まず、最初に気づいたことが1960年(昭和35年)スタートということである。中学、高校で授業以外での合唱経験はなく(実際は、授業でもほとんど合唱はなかった)、大学に入ってからは、合唱の講座は受けていたが、合唱団に正式に所属したのは1960年4月であった。はなはだ遅いスタートではあったが、年月を重ねて、なんと今年が60年目を迎えたことになる。ということにも気が付いた。
最初に所属した学芸大学岩見沢校混声合唱団は、団員のほとんどが音楽研究室所属の学生で構成されていて、指揮者は大学の教授(声楽)でもあった荒又綾子先生、そして、非常勤講師であった武藤敏郎先生が副指揮者的存在であった。同じ研究室仲間ということもあって、とてもチームワークの良い団体であった。合唱連盟主催のコンクールにも出場していたので、夏休みには合宿もやっていた。合宿中の夜、猛暑の学生寮から抜け出して、男子一同で遊泳禁止の大正池で泳いだこともあった。懐かしい思い出である。

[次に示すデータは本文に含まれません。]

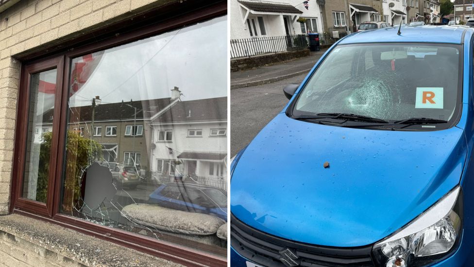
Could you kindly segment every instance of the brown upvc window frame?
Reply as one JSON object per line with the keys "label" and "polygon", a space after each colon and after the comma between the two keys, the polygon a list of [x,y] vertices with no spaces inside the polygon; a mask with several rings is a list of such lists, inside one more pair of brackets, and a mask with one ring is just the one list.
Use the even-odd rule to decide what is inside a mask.
{"label": "brown upvc window frame", "polygon": [[[188,4],[188,6],[183,5]],[[188,6],[183,8],[183,6]],[[186,9],[187,8],[187,9]],[[54,53],[42,56],[39,53],[19,55],[17,59],[22,62],[20,80],[18,95],[17,118],[27,116],[29,108],[30,79],[31,74],[57,68],[57,84],[53,117],[53,144],[52,145],[49,175],[48,193],[46,203],[21,197],[22,182],[26,158],[26,145],[28,131],[28,120],[17,119],[17,131],[12,171],[12,187],[10,211],[11,213],[25,216],[61,225],[77,231],[92,235],[102,239],[133,249],[153,256],[169,260],[187,266],[226,266],[227,259],[215,255],[169,242],[160,240],[140,234],[127,231],[90,222],[78,218],[59,213],[63,171],[65,167],[65,147],[67,130],[68,101],[68,98],[69,72],[72,59],[85,54],[104,50],[112,47],[133,42],[148,37],[166,33],[176,29],[192,25],[200,21],[217,18],[227,14],[227,3],[225,0],[204,0],[186,4],[173,3],[162,7],[159,10],[147,11],[146,15],[137,15],[134,21],[143,19],[149,23],[151,15],[158,18],[164,14],[165,19],[153,25],[141,27],[137,30],[124,30],[123,33],[109,35],[107,38],[97,41],[99,34],[107,31],[116,33],[117,25],[109,25],[103,29],[84,36],[89,36],[87,43],[85,37],[78,38],[76,45],[57,45],[49,52]],[[174,13],[173,13],[174,12]],[[174,14],[174,15],[173,15]],[[178,14],[179,16],[176,16]],[[171,15],[170,15],[171,14]],[[147,20],[148,19],[148,20]],[[128,21],[119,23],[119,26],[126,28]],[[145,23],[145,22],[144,22]],[[60,47],[61,48],[58,48]],[[42,51],[46,51],[42,49]]]}

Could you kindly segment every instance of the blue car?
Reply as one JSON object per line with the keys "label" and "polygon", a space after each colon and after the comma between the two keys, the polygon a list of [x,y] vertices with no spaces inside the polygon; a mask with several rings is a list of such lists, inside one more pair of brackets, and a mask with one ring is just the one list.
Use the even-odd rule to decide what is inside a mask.
{"label": "blue car", "polygon": [[227,193],[212,186],[180,181],[163,183],[150,195],[148,203],[227,221]]}
{"label": "blue car", "polygon": [[474,266],[474,29],[331,47],[231,166],[234,267]]}

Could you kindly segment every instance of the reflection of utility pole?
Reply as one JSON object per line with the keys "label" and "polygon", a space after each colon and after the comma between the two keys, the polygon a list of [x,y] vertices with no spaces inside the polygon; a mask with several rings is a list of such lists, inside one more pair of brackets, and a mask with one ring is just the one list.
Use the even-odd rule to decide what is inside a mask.
{"label": "reflection of utility pole", "polygon": [[[132,102],[130,101],[130,104]],[[125,106],[128,106],[134,109],[134,126],[132,128],[132,134],[133,136],[133,140],[132,142],[132,151],[134,153],[134,165],[136,165],[136,153],[135,153],[135,136],[136,135],[136,132],[138,132],[138,129],[136,128],[136,107],[132,106],[131,105],[126,104]],[[135,131],[135,132],[134,132]]]}
{"label": "reflection of utility pole", "polygon": [[93,136],[94,134],[94,115],[95,115],[95,113],[96,107],[101,105],[101,102],[102,101],[102,100],[100,99],[100,98],[99,97],[98,95],[96,96],[95,98],[92,98],[92,118],[91,119],[91,123],[90,123],[90,127],[91,127],[90,132],[92,133],[91,136]]}

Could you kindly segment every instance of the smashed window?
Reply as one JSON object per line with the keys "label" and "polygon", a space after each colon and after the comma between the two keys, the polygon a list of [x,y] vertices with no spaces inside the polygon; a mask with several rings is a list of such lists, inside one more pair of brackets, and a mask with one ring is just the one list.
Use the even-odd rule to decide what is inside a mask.
{"label": "smashed window", "polygon": [[454,121],[460,107],[460,56],[457,45],[338,46],[299,94],[293,115]]}
{"label": "smashed window", "polygon": [[72,59],[61,213],[226,256],[226,28]]}

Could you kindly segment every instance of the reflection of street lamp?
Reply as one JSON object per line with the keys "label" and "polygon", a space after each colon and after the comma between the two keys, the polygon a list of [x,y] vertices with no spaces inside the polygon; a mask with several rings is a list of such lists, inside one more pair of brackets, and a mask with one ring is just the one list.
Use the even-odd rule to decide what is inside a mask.
{"label": "reflection of street lamp", "polygon": [[135,153],[135,136],[136,135],[136,132],[134,133],[134,130],[135,130],[135,131],[138,131],[136,129],[136,107],[135,107],[131,105],[125,104],[125,106],[128,106],[130,107],[133,108],[135,111],[134,112],[134,126],[133,128],[132,128],[132,134],[133,136],[133,141],[132,142],[132,151],[134,153],[133,161],[134,165],[135,166],[136,165],[136,162],[135,161],[135,160],[136,160],[136,154]]}
{"label": "reflection of street lamp", "polygon": [[[92,98],[92,116],[91,119],[90,127],[91,127],[91,133],[92,133],[92,135],[94,136],[94,115],[95,113],[96,107],[101,105],[102,103],[102,100],[101,99],[100,97],[98,95],[96,96],[95,98]],[[91,138],[92,139],[92,138]]]}

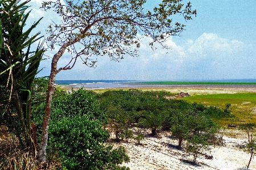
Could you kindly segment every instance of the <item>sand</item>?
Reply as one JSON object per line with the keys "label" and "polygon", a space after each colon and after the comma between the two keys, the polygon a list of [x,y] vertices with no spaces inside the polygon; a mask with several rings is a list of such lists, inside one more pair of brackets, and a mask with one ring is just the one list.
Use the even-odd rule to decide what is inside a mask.
{"label": "sand", "polygon": [[[70,85],[62,87],[66,90],[70,90]],[[152,86],[136,87],[139,89],[152,90],[167,90],[173,93],[181,92],[188,93],[190,95],[201,94],[236,93],[244,92],[256,93],[255,85],[196,85],[189,86]],[[113,89],[113,88],[112,88]],[[116,88],[118,89],[118,88]],[[124,89],[124,88],[122,88]],[[95,90],[95,89],[94,89]],[[255,109],[256,110],[256,109]],[[250,155],[239,148],[247,142],[246,135],[237,130],[227,130],[227,134],[233,133],[234,138],[224,136],[225,144],[224,146],[210,146],[210,150],[205,154],[213,156],[212,159],[207,159],[205,156],[197,159],[196,165],[188,163],[193,160],[193,156],[189,155],[184,150],[175,148],[178,143],[177,139],[171,137],[170,132],[164,131],[159,134],[159,138],[152,137],[146,132],[141,145],[129,140],[127,142],[115,143],[123,146],[130,157],[130,161],[123,165],[131,170],[155,169],[256,169],[256,160],[253,158],[249,169],[246,168]],[[148,135],[147,135],[148,134]]]}
{"label": "sand", "polygon": [[[141,145],[136,144],[132,140],[115,144],[125,148],[130,161],[123,165],[131,170],[247,169],[250,155],[239,148],[239,146],[246,143],[246,139],[226,136],[224,139],[224,146],[210,146],[210,150],[204,152],[213,156],[212,159],[201,156],[197,159],[196,164],[187,163],[193,161],[193,156],[175,147],[178,140],[172,136],[170,131],[160,132],[158,138],[146,135],[141,142]],[[251,160],[248,169],[256,169],[255,158]]]}

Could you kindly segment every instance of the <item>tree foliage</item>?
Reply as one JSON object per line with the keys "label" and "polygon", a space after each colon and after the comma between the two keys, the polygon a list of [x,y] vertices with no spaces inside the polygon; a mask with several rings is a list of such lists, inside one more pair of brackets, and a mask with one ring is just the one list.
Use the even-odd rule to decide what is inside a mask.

大学生活の後半は、札幌校で過ごした。このころは、それほど合唱に熱くなっていたわけでもないが、何故かグリークラブ(男声合唱団)に所属した。そして、突然、音楽専攻生というだけの理由で副指揮者に指名された。それまで、指揮の経験は皆無であったが断固固辞する理由も見当たらず、引き受けてしまった。そして、最終学年ではトコロテン式に、正指揮者となったのだが、不慣れで、不熱心な指揮者であったので、当時の仲間には迷惑をかけてしまった。しかし、指揮者としては悩みながらも、同じころに、札幌ジングアカデミー、札幌放送合唱団、アポロ男声合唱団(小樽市)などで歌う機会を得て、貴重な経験をさせていただいた。